Father, I am so weak in sharing your Words of life to people walking in darkness and not even realizing it. Help me overcome my indifference.

Ah, how can I thank you, my Lord, for making this earth, then becoming flesh and walking among us? We saw your love, we felt your love, we were saved by your love.  Without you, my life would only be getting and earning, building and making ~ all the while, trying to find some meaning in life. You provide the meaning: Life with you is life to its fullest and it is eternal.

December 31

Praise God, stars on high spreading sparkles in the darkness. Praise him, all planets and comets and moons. Praise him mighty mountains that overlook the plains. Praise him, shimmering oceans deep and rivers that flow playfully over a thirsty land. Praise him, all misty clouds above and rainbows gracing the sky. Praise him, great eagles and delicate butterflies. Praise him, mighty trees and lacy ivy. Praise him old men and young.
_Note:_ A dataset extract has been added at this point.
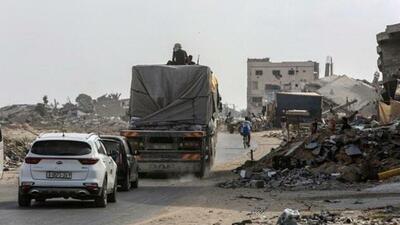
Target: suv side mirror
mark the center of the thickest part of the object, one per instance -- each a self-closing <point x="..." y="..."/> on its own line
<point x="113" y="154"/>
Praise him young women and old. Praise him children everywhere and angels on high. Praise and worship our Creator and God always.

Father it is so hard to see my own sins. Open the eyes of my soul and help me see myself as you do.

Another year has slipped by on wings of a whisper and a sigh. A year of dreams I have made that sometimes floated away. A year of you trying to straightening out my messes, running after me so I’ll return to you, answering millions of prayers at one time, weeping and laughing along the way, and rejoicing when I, your little child, please you. Thank you for always being with me.